My understanding is that "sprint O" is the same as "park O".

-- Michael (meglin@juno.com), October 02, 2000

Answers

I would not be opposed to holding the US team trials at Centennial Park, a.k.a. 3...2...1...Blastoff!

-- Mook (everett@psi.edu), October 02, 2000.


hi guys, I think that, by definition, sprint-o is short and fast, but not necessarily park-ish. WC event 9 used this format, and you can see from the map that the majority of the course was in forested terrain. more so than a typical park-o anyways.
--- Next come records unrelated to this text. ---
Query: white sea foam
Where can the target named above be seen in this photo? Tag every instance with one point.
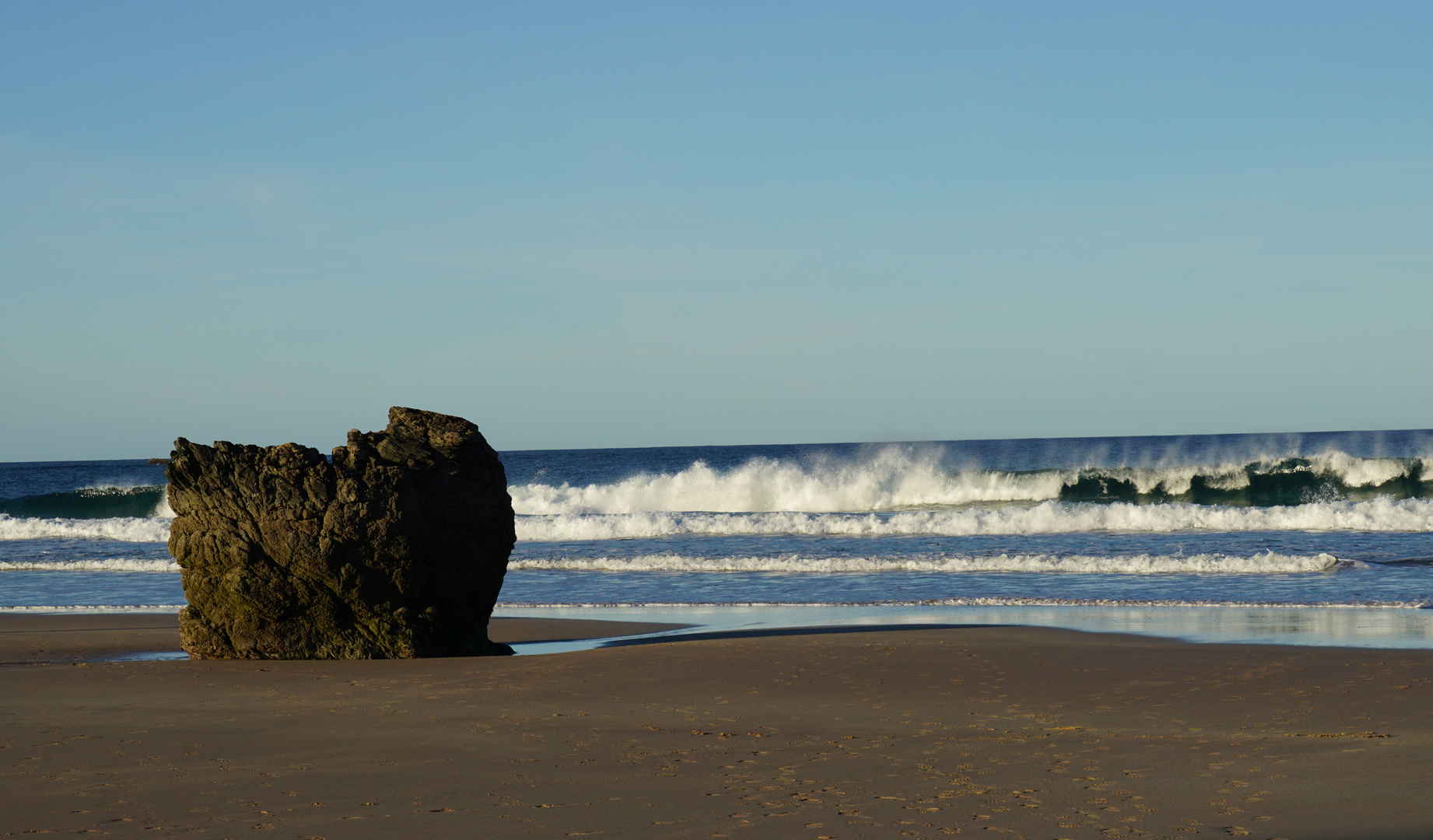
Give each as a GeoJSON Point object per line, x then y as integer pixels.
{"type": "Point", "coordinates": [1079, 564]}
{"type": "Point", "coordinates": [124, 529]}
{"type": "Point", "coordinates": [107, 565]}
{"type": "Point", "coordinates": [1045, 518]}
{"type": "Point", "coordinates": [898, 478]}
{"type": "Point", "coordinates": [895, 478]}
{"type": "Point", "coordinates": [89, 608]}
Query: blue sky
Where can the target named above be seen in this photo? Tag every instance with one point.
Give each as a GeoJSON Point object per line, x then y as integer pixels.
{"type": "Point", "coordinates": [612, 224]}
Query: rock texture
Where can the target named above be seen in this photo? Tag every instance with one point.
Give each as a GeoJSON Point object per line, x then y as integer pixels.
{"type": "Point", "coordinates": [393, 549]}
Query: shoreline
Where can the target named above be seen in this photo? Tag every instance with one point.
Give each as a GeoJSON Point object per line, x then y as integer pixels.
{"type": "Point", "coordinates": [807, 733]}
{"type": "Point", "coordinates": [1323, 625]}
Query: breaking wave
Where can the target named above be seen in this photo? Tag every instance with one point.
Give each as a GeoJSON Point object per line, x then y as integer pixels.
{"type": "Point", "coordinates": [124, 529]}
{"type": "Point", "coordinates": [1383, 513]}
{"type": "Point", "coordinates": [105, 502]}
{"type": "Point", "coordinates": [1126, 565]}
{"type": "Point", "coordinates": [903, 478]}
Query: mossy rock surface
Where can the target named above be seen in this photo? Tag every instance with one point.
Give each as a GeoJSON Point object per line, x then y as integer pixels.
{"type": "Point", "coordinates": [394, 548]}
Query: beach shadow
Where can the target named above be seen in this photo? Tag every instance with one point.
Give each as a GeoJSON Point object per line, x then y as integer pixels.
{"type": "Point", "coordinates": [787, 631]}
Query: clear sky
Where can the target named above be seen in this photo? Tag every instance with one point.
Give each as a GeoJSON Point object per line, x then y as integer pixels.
{"type": "Point", "coordinates": [618, 224]}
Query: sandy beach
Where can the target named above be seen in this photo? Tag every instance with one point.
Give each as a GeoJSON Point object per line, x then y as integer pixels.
{"type": "Point", "coordinates": [810, 734]}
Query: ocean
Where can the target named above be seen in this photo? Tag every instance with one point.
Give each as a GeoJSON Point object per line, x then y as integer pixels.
{"type": "Point", "coordinates": [1293, 523]}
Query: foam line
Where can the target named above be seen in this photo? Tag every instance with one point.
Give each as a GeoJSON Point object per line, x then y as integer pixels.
{"type": "Point", "coordinates": [1264, 564]}
{"type": "Point", "coordinates": [1414, 515]}
{"type": "Point", "coordinates": [124, 529]}
{"type": "Point", "coordinates": [108, 565]}
{"type": "Point", "coordinates": [898, 478]}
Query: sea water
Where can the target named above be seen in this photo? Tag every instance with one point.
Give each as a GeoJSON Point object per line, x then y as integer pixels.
{"type": "Point", "coordinates": [1233, 522]}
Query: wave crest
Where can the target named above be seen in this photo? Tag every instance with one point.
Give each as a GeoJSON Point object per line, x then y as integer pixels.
{"type": "Point", "coordinates": [1414, 515]}
{"type": "Point", "coordinates": [902, 478]}
{"type": "Point", "coordinates": [1266, 564]}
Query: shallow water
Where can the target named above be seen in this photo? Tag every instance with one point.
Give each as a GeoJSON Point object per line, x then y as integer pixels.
{"type": "Point", "coordinates": [1302, 520]}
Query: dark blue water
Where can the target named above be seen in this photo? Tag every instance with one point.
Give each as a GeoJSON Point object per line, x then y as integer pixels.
{"type": "Point", "coordinates": [1302, 520]}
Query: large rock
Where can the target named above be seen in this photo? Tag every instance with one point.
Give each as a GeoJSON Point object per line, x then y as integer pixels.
{"type": "Point", "coordinates": [394, 549]}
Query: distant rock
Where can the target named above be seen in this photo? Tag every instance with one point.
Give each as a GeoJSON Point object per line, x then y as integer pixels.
{"type": "Point", "coordinates": [393, 549]}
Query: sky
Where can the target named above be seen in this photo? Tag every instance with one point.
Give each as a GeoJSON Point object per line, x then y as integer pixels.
{"type": "Point", "coordinates": [664, 224]}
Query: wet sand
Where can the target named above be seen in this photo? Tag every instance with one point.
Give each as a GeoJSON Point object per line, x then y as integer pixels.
{"type": "Point", "coordinates": [982, 731]}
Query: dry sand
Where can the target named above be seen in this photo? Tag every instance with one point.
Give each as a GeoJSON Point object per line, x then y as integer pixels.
{"type": "Point", "coordinates": [990, 731]}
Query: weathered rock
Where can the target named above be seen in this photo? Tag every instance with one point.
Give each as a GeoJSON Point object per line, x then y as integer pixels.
{"type": "Point", "coordinates": [393, 549]}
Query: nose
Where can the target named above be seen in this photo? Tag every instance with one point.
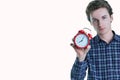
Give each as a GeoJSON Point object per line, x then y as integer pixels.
{"type": "Point", "coordinates": [100, 23]}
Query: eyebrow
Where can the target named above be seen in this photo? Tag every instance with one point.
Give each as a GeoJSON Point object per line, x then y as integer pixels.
{"type": "Point", "coordinates": [96, 18]}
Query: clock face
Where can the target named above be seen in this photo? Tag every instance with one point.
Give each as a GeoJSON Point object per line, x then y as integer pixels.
{"type": "Point", "coordinates": [81, 40]}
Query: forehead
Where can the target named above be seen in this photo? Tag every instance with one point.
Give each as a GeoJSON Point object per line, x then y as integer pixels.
{"type": "Point", "coordinates": [99, 12]}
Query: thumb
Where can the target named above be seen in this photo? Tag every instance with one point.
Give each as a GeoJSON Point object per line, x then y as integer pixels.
{"type": "Point", "coordinates": [88, 48]}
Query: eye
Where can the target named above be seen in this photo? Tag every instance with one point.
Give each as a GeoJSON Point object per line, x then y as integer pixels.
{"type": "Point", "coordinates": [94, 20]}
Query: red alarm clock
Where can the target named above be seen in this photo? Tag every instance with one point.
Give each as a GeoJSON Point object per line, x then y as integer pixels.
{"type": "Point", "coordinates": [82, 39]}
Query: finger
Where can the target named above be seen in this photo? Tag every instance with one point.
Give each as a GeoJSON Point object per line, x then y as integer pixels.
{"type": "Point", "coordinates": [88, 48]}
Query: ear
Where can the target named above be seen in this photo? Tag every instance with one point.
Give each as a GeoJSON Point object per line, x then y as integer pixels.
{"type": "Point", "coordinates": [111, 17]}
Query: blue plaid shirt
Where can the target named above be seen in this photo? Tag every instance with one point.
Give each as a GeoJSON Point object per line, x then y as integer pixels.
{"type": "Point", "coordinates": [102, 61]}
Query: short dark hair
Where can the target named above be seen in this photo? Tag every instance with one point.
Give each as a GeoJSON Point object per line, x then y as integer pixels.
{"type": "Point", "coordinates": [93, 5]}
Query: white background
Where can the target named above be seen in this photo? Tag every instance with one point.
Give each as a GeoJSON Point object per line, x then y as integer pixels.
{"type": "Point", "coordinates": [35, 37]}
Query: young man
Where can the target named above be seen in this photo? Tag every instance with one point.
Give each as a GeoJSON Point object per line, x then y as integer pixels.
{"type": "Point", "coordinates": [102, 57]}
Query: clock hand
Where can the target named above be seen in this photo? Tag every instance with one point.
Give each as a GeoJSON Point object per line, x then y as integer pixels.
{"type": "Point", "coordinates": [81, 39]}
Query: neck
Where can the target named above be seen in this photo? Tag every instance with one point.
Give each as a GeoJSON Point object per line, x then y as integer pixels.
{"type": "Point", "coordinates": [107, 37]}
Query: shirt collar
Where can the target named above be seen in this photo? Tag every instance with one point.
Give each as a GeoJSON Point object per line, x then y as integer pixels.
{"type": "Point", "coordinates": [115, 37]}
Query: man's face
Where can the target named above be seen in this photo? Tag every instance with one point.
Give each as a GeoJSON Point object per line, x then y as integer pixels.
{"type": "Point", "coordinates": [101, 20]}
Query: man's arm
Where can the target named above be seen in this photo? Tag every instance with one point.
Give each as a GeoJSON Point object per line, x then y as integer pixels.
{"type": "Point", "coordinates": [78, 71]}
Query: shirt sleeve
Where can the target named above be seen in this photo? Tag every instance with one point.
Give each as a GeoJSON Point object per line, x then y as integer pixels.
{"type": "Point", "coordinates": [78, 71]}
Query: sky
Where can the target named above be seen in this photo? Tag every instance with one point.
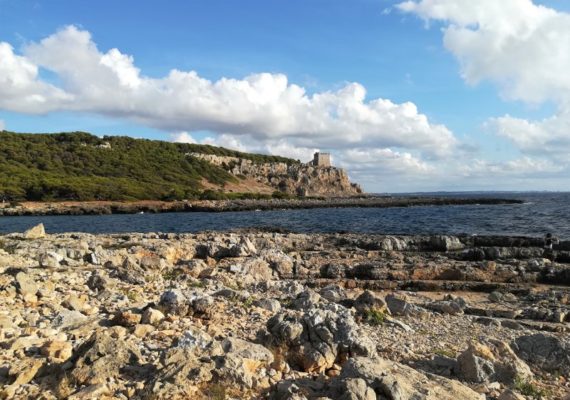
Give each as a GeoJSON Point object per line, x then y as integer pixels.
{"type": "Point", "coordinates": [407, 95]}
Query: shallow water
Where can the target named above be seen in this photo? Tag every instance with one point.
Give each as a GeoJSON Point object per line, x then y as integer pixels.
{"type": "Point", "coordinates": [541, 213]}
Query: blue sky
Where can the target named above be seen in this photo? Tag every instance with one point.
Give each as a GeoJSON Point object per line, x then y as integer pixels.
{"type": "Point", "coordinates": [396, 52]}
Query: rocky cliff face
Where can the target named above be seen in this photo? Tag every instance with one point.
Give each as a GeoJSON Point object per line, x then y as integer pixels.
{"type": "Point", "coordinates": [296, 179]}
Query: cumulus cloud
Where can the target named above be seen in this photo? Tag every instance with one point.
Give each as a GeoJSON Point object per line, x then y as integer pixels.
{"type": "Point", "coordinates": [182, 137]}
{"type": "Point", "coordinates": [262, 106]}
{"type": "Point", "coordinates": [523, 48]}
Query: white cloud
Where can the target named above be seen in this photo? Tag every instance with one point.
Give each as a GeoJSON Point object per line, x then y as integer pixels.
{"type": "Point", "coordinates": [264, 107]}
{"type": "Point", "coordinates": [524, 49]}
{"type": "Point", "coordinates": [20, 87]}
{"type": "Point", "coordinates": [182, 137]}
{"type": "Point", "coordinates": [548, 136]}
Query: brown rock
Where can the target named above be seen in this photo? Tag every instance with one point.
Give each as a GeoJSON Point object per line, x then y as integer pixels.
{"type": "Point", "coordinates": [57, 350]}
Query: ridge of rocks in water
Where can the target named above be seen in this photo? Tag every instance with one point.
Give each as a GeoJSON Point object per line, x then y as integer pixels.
{"type": "Point", "coordinates": [266, 315]}
{"type": "Point", "coordinates": [111, 207]}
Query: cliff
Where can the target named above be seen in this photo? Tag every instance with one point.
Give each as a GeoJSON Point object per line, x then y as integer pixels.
{"type": "Point", "coordinates": [294, 179]}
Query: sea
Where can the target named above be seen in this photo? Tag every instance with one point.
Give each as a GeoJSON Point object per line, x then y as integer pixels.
{"type": "Point", "coordinates": [539, 213]}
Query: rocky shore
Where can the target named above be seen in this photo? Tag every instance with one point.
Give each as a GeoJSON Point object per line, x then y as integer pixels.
{"type": "Point", "coordinates": [111, 207]}
{"type": "Point", "coordinates": [261, 315]}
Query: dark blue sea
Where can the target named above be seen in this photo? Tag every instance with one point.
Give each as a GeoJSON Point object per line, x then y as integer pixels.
{"type": "Point", "coordinates": [540, 213]}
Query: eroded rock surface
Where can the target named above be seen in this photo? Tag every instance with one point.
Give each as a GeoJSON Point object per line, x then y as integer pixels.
{"type": "Point", "coordinates": [251, 315]}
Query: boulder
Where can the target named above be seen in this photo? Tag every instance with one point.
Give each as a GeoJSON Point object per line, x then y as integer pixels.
{"type": "Point", "coordinates": [101, 358]}
{"type": "Point", "coordinates": [174, 302]}
{"type": "Point", "coordinates": [547, 352]}
{"type": "Point", "coordinates": [36, 232]}
{"type": "Point", "coordinates": [365, 378]}
{"type": "Point", "coordinates": [152, 316]}
{"type": "Point", "coordinates": [368, 301]}
{"type": "Point", "coordinates": [495, 362]}
{"type": "Point", "coordinates": [399, 305]}
{"type": "Point", "coordinates": [397, 381]}
{"type": "Point", "coordinates": [317, 338]}
{"type": "Point", "coordinates": [446, 243]}
{"type": "Point", "coordinates": [268, 304]}
{"type": "Point", "coordinates": [241, 363]}
{"type": "Point", "coordinates": [333, 293]}
{"type": "Point", "coordinates": [57, 350]}
{"type": "Point", "coordinates": [50, 259]}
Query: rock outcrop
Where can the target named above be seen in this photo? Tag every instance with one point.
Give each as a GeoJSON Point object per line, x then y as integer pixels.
{"type": "Point", "coordinates": [248, 315]}
{"type": "Point", "coordinates": [295, 179]}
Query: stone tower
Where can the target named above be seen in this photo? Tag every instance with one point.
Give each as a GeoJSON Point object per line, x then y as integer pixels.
{"type": "Point", "coordinates": [322, 160]}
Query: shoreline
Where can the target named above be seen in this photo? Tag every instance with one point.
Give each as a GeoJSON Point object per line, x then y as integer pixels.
{"type": "Point", "coordinates": [178, 315]}
{"type": "Point", "coordinates": [149, 206]}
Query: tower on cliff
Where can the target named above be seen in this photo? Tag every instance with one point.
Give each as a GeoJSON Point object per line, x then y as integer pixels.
{"type": "Point", "coordinates": [322, 160]}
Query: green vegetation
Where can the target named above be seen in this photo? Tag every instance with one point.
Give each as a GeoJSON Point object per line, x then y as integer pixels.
{"type": "Point", "coordinates": [529, 389]}
{"type": "Point", "coordinates": [80, 166]}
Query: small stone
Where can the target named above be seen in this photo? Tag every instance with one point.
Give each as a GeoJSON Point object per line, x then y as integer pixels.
{"type": "Point", "coordinates": [152, 316]}
{"type": "Point", "coordinates": [268, 304]}
{"type": "Point", "coordinates": [91, 392]}
{"type": "Point", "coordinates": [495, 297]}
{"type": "Point", "coordinates": [141, 330]}
{"type": "Point", "coordinates": [56, 350]}
{"type": "Point", "coordinates": [126, 319]}
{"type": "Point", "coordinates": [510, 395]}
{"type": "Point", "coordinates": [26, 371]}
{"type": "Point", "coordinates": [36, 232]}
{"type": "Point", "coordinates": [50, 260]}
{"type": "Point", "coordinates": [26, 285]}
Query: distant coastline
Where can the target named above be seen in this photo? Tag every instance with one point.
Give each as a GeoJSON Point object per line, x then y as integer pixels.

http://wc2000.phnet.fi/sprintmapmen.html

on the other hand, the PWT stage 2 course is arguably more technical on many of the legs than the ultra-short...although this is quite unusual for pwt events. (possibly the only case)

http://www.pwt.org/2000/kumla/map.asp

pictures from both events here: http://snygga-skor.mit.edu/o-photos/europe2000/part-2/

I think that the sprint-o next year will be more like regular-o than park-o, considering that leadership for the "don't change the woc program!" movement is coming from finland. Also, there is a very good chance that park-o will have its own world champs (IOF or not) in 2-3 years.

-- Ken Walker Jr (kwalker@mit.edu), October 03, 2000.


A bit more info on the sprint O (from Dagens Nyheter, a bit Stockholm paper):

"What is important for 2001 is to establish the sprint, or park orienteering, on the WOC program. We will return with a series and a final for the 2003 WOC," according to Aake Jacobson, vice president in the IOF.